If we don’t have a test set, we may perform Cross-validation. The most common version is the Leave-One-Out Cross-validation where we successively remove one observation from the data and fit the model to the remaining observations. The fitted model is used to predict the left out observation. After fitting a model, the left out observation is put back, and another is left out. In ttoal we then fit \(n\) models, and perform \(n\) predictions.
- Use the
CV()
function to perform a Leave-One-Out CV using thecars2
model fit by:
res <- CV(cars2)
print(res)
$pred
[1] 22.0 20.1 26.6 19.4 16.4 19.1 16.6 21.3 21.9 19.0 19.1 15.1 15.9 15.9
[15] 13.1 12.8 11.1 26.5 31.0 28.7 24.5 16.6 16.9 15.9 15.4 29.0 27.6 32.0
[29] 16.0 21.1 12.3 23.7
$msep
[1] 6.09
$r.squared.pred
[1] 0.828
The CV()
returns a list with three elements, the predictions, the Mean Square Error of Prediction and and \(R^2\)-predicted.
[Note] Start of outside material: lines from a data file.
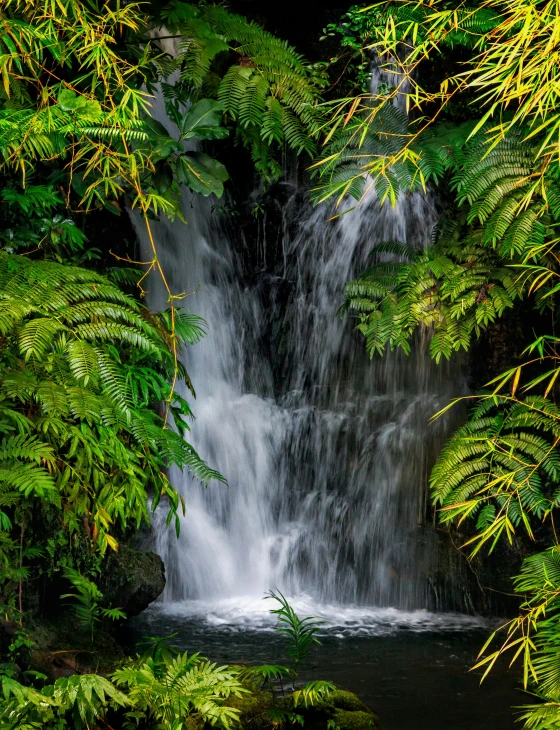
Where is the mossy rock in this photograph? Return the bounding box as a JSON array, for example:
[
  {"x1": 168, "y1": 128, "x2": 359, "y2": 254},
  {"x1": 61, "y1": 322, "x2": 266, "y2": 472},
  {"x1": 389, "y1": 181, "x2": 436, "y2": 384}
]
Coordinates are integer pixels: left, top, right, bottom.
[
  {"x1": 332, "y1": 710, "x2": 379, "y2": 730},
  {"x1": 224, "y1": 682, "x2": 273, "y2": 727},
  {"x1": 288, "y1": 690, "x2": 379, "y2": 730},
  {"x1": 100, "y1": 545, "x2": 165, "y2": 617},
  {"x1": 224, "y1": 681, "x2": 379, "y2": 730}
]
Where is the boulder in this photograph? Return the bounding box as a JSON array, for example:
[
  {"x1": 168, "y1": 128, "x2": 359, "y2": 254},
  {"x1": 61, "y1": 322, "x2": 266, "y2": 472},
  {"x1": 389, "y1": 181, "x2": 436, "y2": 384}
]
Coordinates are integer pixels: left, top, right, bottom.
[
  {"x1": 296, "y1": 690, "x2": 380, "y2": 730},
  {"x1": 224, "y1": 682, "x2": 380, "y2": 730},
  {"x1": 100, "y1": 545, "x2": 165, "y2": 617}
]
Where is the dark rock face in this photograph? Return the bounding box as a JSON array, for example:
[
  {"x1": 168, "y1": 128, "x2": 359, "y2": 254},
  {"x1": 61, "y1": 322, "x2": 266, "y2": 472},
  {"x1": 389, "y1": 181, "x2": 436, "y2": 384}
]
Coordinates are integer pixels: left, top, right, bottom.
[{"x1": 100, "y1": 546, "x2": 165, "y2": 617}]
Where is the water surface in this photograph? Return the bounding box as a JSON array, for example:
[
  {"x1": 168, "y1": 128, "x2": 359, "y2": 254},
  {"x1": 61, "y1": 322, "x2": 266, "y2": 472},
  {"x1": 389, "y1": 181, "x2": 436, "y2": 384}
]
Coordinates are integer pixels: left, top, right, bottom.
[{"x1": 132, "y1": 596, "x2": 520, "y2": 730}]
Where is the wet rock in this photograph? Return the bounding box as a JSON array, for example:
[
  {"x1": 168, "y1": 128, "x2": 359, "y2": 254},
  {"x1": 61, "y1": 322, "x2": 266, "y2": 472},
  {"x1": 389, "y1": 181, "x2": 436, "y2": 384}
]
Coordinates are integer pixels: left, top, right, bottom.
[
  {"x1": 297, "y1": 690, "x2": 380, "y2": 730},
  {"x1": 100, "y1": 546, "x2": 165, "y2": 617},
  {"x1": 228, "y1": 683, "x2": 380, "y2": 730},
  {"x1": 225, "y1": 682, "x2": 273, "y2": 728}
]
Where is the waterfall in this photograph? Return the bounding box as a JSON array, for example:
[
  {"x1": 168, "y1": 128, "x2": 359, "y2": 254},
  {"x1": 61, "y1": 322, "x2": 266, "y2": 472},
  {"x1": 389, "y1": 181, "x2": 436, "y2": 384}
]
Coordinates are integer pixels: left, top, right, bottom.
[{"x1": 133, "y1": 65, "x2": 466, "y2": 609}]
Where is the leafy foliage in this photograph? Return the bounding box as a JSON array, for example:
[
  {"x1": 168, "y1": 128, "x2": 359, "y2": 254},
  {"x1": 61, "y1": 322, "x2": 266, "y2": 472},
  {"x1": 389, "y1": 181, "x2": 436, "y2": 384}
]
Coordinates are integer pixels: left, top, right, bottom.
[
  {"x1": 156, "y1": 0, "x2": 327, "y2": 178},
  {"x1": 0, "y1": 249, "x2": 222, "y2": 616},
  {"x1": 60, "y1": 568, "x2": 126, "y2": 642},
  {"x1": 313, "y1": 0, "x2": 560, "y2": 729}
]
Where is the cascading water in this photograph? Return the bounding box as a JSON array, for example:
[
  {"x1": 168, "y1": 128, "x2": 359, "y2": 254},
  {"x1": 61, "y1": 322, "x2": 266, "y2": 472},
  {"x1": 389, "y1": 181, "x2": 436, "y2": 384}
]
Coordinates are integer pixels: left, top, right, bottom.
[{"x1": 135, "y1": 62, "x2": 468, "y2": 624}]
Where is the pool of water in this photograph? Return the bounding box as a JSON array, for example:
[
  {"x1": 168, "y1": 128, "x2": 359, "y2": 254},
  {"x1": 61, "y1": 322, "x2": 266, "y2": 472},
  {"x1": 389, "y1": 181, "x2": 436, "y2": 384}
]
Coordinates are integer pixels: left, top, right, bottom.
[{"x1": 130, "y1": 596, "x2": 520, "y2": 730}]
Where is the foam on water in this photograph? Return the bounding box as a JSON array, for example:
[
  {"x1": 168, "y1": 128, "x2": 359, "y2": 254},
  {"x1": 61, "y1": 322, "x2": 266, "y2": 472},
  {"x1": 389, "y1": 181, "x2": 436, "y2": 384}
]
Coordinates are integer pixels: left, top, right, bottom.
[
  {"x1": 138, "y1": 61, "x2": 466, "y2": 616},
  {"x1": 150, "y1": 594, "x2": 488, "y2": 638}
]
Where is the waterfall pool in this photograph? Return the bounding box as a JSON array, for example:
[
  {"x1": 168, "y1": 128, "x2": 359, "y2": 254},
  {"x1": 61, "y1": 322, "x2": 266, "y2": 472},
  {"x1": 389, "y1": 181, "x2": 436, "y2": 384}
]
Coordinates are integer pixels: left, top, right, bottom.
[{"x1": 131, "y1": 596, "x2": 520, "y2": 730}]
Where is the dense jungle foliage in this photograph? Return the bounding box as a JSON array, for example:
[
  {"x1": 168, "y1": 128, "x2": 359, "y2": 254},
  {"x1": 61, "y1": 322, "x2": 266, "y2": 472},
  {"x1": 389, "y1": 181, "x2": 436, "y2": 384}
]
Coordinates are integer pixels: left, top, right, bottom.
[{"x1": 0, "y1": 0, "x2": 560, "y2": 730}]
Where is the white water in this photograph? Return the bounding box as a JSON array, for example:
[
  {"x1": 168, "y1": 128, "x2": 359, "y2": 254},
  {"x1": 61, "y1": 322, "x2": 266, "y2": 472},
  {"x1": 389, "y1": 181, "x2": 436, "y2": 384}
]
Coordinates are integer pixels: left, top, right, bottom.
[{"x1": 135, "y1": 67, "x2": 468, "y2": 627}]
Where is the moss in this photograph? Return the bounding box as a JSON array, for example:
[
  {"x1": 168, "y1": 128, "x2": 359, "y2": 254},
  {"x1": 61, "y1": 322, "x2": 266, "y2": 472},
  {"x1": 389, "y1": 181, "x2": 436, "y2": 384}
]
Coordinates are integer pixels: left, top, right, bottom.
[
  {"x1": 224, "y1": 682, "x2": 273, "y2": 727},
  {"x1": 287, "y1": 690, "x2": 379, "y2": 730},
  {"x1": 327, "y1": 689, "x2": 371, "y2": 713},
  {"x1": 100, "y1": 545, "x2": 165, "y2": 617},
  {"x1": 332, "y1": 710, "x2": 379, "y2": 730}
]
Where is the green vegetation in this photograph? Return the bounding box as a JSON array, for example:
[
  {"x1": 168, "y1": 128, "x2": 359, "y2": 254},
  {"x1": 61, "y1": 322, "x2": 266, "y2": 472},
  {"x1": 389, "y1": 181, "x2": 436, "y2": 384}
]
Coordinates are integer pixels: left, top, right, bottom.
[
  {"x1": 0, "y1": 592, "x2": 354, "y2": 730},
  {"x1": 4, "y1": 0, "x2": 560, "y2": 730},
  {"x1": 0, "y1": 0, "x2": 325, "y2": 623},
  {"x1": 315, "y1": 0, "x2": 560, "y2": 730}
]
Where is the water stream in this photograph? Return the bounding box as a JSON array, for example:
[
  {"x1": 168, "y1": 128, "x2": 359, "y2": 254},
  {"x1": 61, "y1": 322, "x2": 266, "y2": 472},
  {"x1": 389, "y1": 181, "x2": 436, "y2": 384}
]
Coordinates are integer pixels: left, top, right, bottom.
[
  {"x1": 128, "y1": 64, "x2": 519, "y2": 730},
  {"x1": 139, "y1": 67, "x2": 468, "y2": 611}
]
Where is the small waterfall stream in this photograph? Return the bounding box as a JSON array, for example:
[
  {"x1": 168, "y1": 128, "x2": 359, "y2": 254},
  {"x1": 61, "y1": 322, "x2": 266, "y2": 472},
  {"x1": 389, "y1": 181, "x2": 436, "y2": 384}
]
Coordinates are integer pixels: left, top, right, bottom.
[{"x1": 138, "y1": 65, "x2": 468, "y2": 612}]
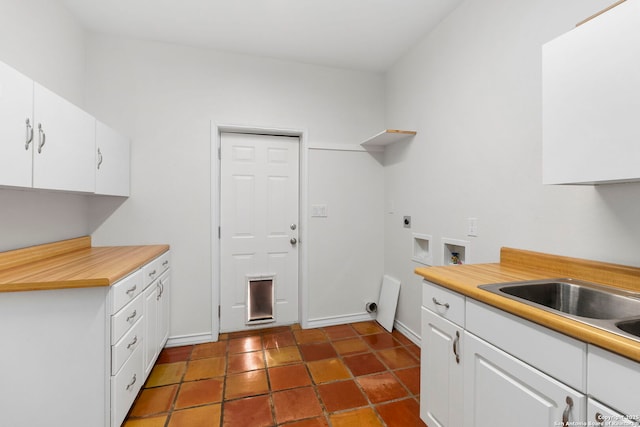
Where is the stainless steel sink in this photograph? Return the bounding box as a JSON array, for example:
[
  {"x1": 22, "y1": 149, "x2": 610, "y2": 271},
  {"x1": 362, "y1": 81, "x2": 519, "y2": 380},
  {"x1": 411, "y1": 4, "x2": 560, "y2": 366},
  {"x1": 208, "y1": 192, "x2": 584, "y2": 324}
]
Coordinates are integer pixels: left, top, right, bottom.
[
  {"x1": 616, "y1": 319, "x2": 640, "y2": 338},
  {"x1": 480, "y1": 279, "x2": 640, "y2": 341}
]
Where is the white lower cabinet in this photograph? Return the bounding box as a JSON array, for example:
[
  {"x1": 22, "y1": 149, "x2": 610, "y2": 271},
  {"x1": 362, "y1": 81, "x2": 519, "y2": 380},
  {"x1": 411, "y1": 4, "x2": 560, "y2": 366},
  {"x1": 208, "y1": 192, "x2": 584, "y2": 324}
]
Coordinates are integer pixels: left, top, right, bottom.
[
  {"x1": 420, "y1": 281, "x2": 608, "y2": 427},
  {"x1": 587, "y1": 345, "x2": 640, "y2": 425},
  {"x1": 111, "y1": 346, "x2": 145, "y2": 426},
  {"x1": 143, "y1": 262, "x2": 171, "y2": 375},
  {"x1": 0, "y1": 251, "x2": 170, "y2": 427},
  {"x1": 420, "y1": 290, "x2": 464, "y2": 427},
  {"x1": 110, "y1": 252, "x2": 170, "y2": 427},
  {"x1": 463, "y1": 332, "x2": 586, "y2": 427},
  {"x1": 587, "y1": 398, "x2": 640, "y2": 426}
]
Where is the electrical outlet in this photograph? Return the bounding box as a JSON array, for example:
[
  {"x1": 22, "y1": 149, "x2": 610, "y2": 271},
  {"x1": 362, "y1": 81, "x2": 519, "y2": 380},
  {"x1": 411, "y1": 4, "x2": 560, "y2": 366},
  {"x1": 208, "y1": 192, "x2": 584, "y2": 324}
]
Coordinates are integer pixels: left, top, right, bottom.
[{"x1": 467, "y1": 218, "x2": 478, "y2": 237}]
- Make a plot of the observed mpg versus the cross-validation predictions.
plot(mtcars$mpg, res$pred, xlab = "Observed", ylab = "Predicted")
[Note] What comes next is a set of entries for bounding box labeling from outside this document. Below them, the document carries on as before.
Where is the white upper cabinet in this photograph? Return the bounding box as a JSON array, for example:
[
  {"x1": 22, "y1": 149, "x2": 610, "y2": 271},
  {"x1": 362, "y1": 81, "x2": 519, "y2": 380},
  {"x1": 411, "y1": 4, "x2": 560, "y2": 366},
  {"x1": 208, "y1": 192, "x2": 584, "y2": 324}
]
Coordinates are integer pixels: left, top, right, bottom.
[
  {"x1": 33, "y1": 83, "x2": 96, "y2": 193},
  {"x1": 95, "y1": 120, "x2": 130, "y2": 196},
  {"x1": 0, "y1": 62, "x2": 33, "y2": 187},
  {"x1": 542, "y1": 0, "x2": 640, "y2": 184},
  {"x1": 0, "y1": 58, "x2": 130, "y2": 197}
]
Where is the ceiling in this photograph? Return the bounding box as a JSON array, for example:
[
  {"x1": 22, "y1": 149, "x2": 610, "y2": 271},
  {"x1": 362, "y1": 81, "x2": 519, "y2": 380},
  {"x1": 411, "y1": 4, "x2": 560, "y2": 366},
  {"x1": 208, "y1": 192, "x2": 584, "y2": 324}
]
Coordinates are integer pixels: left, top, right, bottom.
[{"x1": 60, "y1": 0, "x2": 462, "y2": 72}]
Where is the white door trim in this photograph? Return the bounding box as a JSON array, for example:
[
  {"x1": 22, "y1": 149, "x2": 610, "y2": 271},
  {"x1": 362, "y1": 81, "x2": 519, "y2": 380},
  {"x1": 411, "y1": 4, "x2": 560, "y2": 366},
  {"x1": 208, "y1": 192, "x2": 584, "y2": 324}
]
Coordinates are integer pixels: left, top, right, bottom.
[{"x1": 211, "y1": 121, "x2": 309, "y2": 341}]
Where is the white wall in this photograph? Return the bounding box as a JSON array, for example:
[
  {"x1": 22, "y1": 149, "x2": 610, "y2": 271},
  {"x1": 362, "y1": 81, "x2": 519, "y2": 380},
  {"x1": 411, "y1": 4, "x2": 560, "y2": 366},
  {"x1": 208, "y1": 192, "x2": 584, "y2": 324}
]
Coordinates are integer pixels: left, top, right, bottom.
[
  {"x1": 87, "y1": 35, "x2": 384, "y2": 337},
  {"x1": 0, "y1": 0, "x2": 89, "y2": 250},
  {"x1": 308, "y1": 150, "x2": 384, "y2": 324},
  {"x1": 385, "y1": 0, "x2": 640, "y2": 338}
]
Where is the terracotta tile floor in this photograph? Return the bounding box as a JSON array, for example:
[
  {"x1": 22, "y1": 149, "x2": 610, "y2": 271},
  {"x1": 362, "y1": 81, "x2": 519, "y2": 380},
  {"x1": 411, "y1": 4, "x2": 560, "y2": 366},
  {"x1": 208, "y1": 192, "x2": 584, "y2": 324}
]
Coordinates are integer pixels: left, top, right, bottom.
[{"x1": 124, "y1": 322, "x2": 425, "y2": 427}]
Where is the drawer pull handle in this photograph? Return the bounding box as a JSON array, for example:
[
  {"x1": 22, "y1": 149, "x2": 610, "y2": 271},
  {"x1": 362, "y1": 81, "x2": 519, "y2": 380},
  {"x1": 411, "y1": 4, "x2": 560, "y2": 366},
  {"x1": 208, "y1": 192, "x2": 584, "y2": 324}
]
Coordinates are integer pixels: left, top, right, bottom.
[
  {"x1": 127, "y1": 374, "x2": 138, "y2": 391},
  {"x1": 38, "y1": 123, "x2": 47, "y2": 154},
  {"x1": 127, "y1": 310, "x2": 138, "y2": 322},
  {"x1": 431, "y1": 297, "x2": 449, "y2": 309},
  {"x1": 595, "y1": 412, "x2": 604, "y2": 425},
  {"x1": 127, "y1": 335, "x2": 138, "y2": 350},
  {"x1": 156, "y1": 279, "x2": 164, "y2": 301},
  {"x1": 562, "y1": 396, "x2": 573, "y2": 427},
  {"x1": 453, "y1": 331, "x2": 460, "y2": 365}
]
- Is the best model from the previous exercise, identified by the
best.subsets()
, a better model in terms of prediction error (MSEP)? The MSEP is defined by:
\[\text{MSEP} = \frac{1}{n}\sum_{i=1}^{n}\left(y_i - \hat{y}_{(i)}\right)^2\]
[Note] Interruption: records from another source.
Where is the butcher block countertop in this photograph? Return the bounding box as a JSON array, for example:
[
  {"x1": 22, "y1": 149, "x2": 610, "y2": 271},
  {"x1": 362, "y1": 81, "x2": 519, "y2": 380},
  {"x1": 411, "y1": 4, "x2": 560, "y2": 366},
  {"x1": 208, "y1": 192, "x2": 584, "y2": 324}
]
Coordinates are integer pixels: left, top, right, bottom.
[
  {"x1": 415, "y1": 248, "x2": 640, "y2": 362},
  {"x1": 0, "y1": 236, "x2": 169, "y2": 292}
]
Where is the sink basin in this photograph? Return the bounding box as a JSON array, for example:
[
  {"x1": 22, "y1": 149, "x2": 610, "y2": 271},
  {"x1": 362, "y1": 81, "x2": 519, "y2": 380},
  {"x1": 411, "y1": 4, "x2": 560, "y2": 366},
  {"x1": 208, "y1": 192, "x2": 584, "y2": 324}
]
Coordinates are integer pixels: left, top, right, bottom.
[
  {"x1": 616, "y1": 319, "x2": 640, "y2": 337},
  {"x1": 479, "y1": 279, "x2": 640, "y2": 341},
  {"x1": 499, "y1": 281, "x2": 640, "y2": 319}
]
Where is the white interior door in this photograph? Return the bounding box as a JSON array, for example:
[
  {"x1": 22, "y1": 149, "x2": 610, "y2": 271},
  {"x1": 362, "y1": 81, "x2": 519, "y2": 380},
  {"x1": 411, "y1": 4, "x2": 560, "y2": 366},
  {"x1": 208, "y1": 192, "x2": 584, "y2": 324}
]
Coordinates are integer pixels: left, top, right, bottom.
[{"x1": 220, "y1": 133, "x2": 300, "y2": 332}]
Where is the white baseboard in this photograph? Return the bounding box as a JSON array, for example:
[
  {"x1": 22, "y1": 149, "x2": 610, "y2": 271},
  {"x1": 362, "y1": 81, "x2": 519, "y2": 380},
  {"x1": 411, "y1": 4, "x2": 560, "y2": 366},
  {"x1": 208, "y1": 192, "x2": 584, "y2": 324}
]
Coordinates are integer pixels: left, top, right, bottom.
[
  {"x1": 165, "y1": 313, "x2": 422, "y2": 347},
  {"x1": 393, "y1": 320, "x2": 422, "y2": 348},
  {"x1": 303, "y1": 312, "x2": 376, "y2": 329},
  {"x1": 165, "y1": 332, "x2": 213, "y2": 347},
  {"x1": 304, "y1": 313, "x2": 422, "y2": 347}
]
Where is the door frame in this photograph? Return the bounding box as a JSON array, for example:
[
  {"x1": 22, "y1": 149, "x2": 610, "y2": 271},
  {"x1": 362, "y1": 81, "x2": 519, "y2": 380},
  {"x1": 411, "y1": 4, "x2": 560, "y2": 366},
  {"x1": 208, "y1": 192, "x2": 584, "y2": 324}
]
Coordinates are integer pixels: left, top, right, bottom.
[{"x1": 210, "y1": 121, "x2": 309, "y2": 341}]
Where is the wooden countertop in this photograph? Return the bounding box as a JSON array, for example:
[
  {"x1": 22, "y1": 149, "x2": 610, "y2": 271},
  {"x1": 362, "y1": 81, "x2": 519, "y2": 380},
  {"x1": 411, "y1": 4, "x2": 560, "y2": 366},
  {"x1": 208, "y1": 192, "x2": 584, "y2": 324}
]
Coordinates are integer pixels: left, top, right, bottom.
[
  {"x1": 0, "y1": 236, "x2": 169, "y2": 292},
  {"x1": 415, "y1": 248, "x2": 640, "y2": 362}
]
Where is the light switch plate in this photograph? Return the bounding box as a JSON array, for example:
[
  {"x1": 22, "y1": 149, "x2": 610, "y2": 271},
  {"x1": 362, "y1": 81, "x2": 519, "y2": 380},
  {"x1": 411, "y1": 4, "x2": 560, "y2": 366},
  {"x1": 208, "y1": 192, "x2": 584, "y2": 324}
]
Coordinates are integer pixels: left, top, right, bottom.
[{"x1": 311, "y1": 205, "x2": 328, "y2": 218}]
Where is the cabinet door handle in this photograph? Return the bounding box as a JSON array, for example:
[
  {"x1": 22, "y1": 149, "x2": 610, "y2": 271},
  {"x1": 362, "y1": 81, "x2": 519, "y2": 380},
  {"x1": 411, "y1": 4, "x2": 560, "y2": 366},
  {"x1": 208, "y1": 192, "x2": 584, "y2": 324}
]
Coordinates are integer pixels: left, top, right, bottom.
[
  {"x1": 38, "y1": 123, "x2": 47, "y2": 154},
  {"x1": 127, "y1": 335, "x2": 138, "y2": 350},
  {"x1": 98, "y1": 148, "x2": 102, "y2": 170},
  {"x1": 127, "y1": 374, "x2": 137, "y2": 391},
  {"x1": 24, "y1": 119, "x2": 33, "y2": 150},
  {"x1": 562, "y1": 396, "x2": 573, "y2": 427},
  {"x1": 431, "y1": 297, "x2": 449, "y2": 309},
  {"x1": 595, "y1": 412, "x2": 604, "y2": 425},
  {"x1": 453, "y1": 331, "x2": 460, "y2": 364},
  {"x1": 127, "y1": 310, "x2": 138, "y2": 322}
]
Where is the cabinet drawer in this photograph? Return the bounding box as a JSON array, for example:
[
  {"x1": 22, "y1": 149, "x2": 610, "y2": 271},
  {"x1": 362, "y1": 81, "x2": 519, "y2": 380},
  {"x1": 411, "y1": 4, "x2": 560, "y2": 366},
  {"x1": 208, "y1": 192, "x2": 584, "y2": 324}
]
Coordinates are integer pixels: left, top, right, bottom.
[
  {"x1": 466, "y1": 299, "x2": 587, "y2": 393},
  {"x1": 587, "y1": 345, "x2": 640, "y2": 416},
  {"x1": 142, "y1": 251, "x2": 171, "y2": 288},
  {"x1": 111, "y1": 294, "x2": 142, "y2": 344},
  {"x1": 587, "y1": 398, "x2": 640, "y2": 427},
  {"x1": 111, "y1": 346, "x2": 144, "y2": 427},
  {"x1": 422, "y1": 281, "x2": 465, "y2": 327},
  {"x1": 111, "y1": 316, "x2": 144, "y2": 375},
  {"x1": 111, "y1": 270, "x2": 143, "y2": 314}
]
where \(\hat{y}_{(i)}\) is the prediction of \(y_i\) using a model where observation \(i\) was left out from the model estimation. A small value implies better prediction.
cars4 <- lm(mpg ~ cyl + hp + wt, data = mtcars)
CV(cars4)
$pred
[1] 22.97 22.08 26.26 20.91 16.98 20.41 15.65 23.65 23.38 20.03 20.10
[12] 14.97 16.05 16.07 11.02 10.09 8.74 26.32 28.71 27.35 25.83 17.69
[23] 18.09 14.79 15.57 27.70 26.62 27.72 16.58 21.28 12.89 24.61
$msep
[1] 7.19
$r.squared.pred
[1] 0.797
No, this model does not predict better than cars2.
- Leave-One-out CV is known to have large uncertainty, and using a K-fold CV is an alternative. Then the data are divided into K subsets (folds) of approximately equal sizes, and a leave-one-fold-out CV is performed instead. A K=10 is often recommended. Here, since n=32 a K=8 is better, since this gives subsets of equal sizes. Create K=8 random folds by
myfolds <- Kfold(n = 32, K = 8, random = TRUE)
print(myfolds)
[[1]]
[1] 11 22 14 10
[[2]]
[1] 8 6 4 21
[[3]]
[1] 17 25 9 16
[[4]]
[1] 29 26 5 3
[[5]]
[1] 1 24 19 30
[[6]]
[1] 32 15 28 31
[[7]]
[1] 2 27 20 23
[[8]]
[1] 13 18 7 12
Since the folds are sampled randomly, we get r different folds each time we run Kfold()
.
As you see, myfolds is a list of 8 random subsets of observation numbers. Re-run the validation of cars2 by
CV(cars2, folds = myfolds)
$pred
[1] 22.3 20.1 27.0 19.5 16.2 18.8 16.6 21.7 21.9 19.2 19.2 15.3 16.1 16.1
[15] 13.2 10.8 11.0 26.5 31.2 28.8 23.5 16.8 16.8 16.0 15.3 29.4 26.9 32.4
[29] 16.0 21.3 12.3 23.2
$msep
[1] 5.83
$r.squared.pred
[1] 0.837
Note that the result now will vary if you repeat the creation of random K-folds for the cross-validation. Try to make a new myfolds and run the CV again.